Hi, I don't know if graphviz are in the requirements of the pcalg package. If not, we don't need it; the installation process of all packages can be quite a hassle.

The file /install-deps/install-dependencies.sh does includes the installation commands for debian based systems:

#!/bin/bash

apt-get update
DEBIAN_FRONTEND=noninteractive apt-get install -y tzdata
apt-get -q install r-base -y --allow-unauthenticated
apt-get -q install libssl-dev -y
apt-get -q install libgmp3-dev  -y --allow-unauthenticated
apt-get -q install git -y
apt-get -q install build-essential  -y --allow-unauthenticated
apt-get -q install libv8-3.14-dev  -y --allow-unauthenticated
apt-get -q install libcurl4-openssl-dev -y --allow-unauthenticated
Rscript -e 'install.packages(c("V8","sfsmisc","clue","randomForest","lattice","devtools","MASS"),repos="http://cran.us.r-project.org")'
Rscript -e 'source("http://bioconductor.org/biocLite.R"); biocLite(c("CAM", "SID", "bnlearn", "pcalg", "kpcalg", "D2C"))'
Rscript -e 'library(devtools); install_github("cran/momentchi2"); install_github("Diviyan-Kalainathan/RCIT")'
Rscript -e 'install.packages(c("sparsebn"),repos="http://cran.us.r-project.org")'

An easy alternative would be to use the docker images. Best regards, Diviyan

ArnoVel commented 4 years ago

Hi, Sadly, as I was manually installing the requirements (which you list here: c("CAM", "SID", "bnlearn", "pcalg", "kpcalg", "D2C") ), the following situation appeared:

Warning messages:
1: package ‘Rgraphviz’ is not available (for R version 3.6.1) 
2: In install.packages(c("randomForest", "gRbase", "lazy", "infotheo",  :
  installation of package ‘gRbase’ had non-zero exit status
> install.packages(pkgs=pkf, type="source", repos=NULL)
Installing package into ‘/usr/local/lib/R/site-library’
(as ‘lib’ is unspecified)
ERROR: dependencies ‘gRbase’, ‘Rgraphviz’ are not available for package ‘D2C’
* removing ‘/usr/local/lib/R/site-library/D2C’
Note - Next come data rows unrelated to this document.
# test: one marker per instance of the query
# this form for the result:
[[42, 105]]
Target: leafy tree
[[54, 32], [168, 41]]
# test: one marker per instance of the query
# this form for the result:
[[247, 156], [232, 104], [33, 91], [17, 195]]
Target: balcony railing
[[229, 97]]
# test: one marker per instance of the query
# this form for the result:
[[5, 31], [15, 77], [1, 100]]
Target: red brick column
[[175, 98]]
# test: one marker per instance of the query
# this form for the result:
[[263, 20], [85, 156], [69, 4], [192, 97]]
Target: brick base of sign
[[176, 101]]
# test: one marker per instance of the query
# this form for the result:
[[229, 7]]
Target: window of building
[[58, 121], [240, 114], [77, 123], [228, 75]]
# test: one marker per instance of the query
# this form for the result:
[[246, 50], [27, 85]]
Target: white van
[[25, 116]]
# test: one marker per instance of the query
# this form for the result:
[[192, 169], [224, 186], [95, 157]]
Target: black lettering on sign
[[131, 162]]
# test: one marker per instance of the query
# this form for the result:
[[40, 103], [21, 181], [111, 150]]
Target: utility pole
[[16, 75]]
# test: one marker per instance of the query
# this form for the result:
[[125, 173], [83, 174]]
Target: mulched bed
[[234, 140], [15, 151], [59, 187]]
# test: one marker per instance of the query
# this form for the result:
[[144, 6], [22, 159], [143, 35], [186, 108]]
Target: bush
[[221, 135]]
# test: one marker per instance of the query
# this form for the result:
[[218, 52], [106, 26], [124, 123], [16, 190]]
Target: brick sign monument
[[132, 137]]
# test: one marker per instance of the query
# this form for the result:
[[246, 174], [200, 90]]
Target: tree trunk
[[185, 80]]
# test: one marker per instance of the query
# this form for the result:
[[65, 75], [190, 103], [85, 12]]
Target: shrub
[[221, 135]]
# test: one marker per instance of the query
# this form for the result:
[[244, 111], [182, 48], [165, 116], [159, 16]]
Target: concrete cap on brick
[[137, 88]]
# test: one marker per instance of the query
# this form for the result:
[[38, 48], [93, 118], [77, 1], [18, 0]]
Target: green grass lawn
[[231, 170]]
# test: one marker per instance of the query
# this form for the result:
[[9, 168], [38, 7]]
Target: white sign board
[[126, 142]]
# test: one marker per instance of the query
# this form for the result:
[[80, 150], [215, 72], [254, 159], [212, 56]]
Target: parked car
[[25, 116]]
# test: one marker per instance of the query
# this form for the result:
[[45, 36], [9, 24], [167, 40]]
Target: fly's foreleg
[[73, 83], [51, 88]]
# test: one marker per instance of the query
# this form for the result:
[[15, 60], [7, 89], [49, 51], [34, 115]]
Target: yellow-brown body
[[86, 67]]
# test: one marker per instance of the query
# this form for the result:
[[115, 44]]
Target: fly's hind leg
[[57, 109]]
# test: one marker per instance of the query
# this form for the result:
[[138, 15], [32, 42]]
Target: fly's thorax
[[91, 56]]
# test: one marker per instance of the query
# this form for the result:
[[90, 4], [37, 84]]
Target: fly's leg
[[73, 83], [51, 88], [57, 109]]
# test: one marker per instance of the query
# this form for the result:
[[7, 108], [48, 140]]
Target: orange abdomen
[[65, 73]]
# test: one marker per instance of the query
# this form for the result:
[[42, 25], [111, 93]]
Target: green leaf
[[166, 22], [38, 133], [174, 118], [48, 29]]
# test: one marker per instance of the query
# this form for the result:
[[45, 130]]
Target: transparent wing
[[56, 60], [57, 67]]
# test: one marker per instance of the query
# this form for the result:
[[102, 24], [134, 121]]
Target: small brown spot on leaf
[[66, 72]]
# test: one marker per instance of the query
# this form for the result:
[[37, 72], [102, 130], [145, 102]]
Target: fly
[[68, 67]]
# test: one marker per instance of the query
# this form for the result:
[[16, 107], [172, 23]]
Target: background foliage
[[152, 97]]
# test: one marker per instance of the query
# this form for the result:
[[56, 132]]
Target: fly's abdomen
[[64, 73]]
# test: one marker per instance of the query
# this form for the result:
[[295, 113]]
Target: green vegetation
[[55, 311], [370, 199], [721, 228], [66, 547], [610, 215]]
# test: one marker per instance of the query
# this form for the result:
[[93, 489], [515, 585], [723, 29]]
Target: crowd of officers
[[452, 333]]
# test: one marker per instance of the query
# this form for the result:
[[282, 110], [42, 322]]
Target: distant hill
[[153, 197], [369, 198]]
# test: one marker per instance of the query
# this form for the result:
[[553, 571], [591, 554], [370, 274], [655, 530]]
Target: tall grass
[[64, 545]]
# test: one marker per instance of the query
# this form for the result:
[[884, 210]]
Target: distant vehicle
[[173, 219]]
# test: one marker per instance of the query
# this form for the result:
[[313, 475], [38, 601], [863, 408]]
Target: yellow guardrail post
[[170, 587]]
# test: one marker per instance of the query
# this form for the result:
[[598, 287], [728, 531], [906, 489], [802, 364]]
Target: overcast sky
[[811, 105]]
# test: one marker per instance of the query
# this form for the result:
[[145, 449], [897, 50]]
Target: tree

Mind you, I have R 3.6 because R 3.4.4 did not have mvtnorn which was needed for another dependency.

Will try with BiocManager (biocLite doesn't work with R>=3.5 I think)

Thanks for the help, will update if I have additional problems

Update: I do have a debian-based system (ubuntu 18.04 LTS) , but mvtnorm implies R >=3.5 , and apparently D2C is archived and depends on Rgraphviz. BiocManager can't find D2C as it is archived, same for install.packages()

> BiocManager::install("D2C")
Bioconductor version 3.9 (BiocManager 1.30.4), R 3.6
Installing package(s) 'D2C'
Warning message:
package ‘D2C’ is not available (for R version 3.6.1)

Final question: If my only goal is to run the PC algorithm on Sachs with different versions (heuristics) of KCI-test, would I need to have D2C and therefore Rgraphviz?

Thank you, I will continue the installation process tomorrow, Regards, A.V

diviyank commented 4 years ago

Hi, D2C is not required at the moment; I planned to add the algorithm, so I added the requirement in advance, but it isn't used at the moment.

So maybe skip D2C. The R requirements are managed independently for each algorithm so no issues there. To run PC, you only need to have pcalg, kpcalg and RCIT:

and install RCIT from my fork repo, it contains an adaptation of the author's code to make it work with CDT

from cdt.causality.graph.PC:

    def __init__(self, CItest="gaussian", method_indep='corr', alpha=0.01,
                 njobs=None, verbose=None):
        """Init the model and its available arguments."""
        if not (RPackages.pcalg and RPackages.kpcalg and RPackages.RCIT):
            raise ImportError("R Package (k)pcalg/RCIT is not available. "
                              "RCIT has to be installed from "
                              "https://github.com/Diviyan-Kalainathan/RCIT")

I should add in the documentation the required R packages for each algorithm.

Best, Diviyan

ArnoVel commented 4 years ago

Back to work, was delighted to find this reply! This will save me tons of time, thanks a lot :)

diviyank commented 4 years ago

No problem :) ! I will improve the documentation in the next version

diviyank commented 4 years ago

It should be done ! I will close this issue, don't hesitate to reopen it if an issue arises.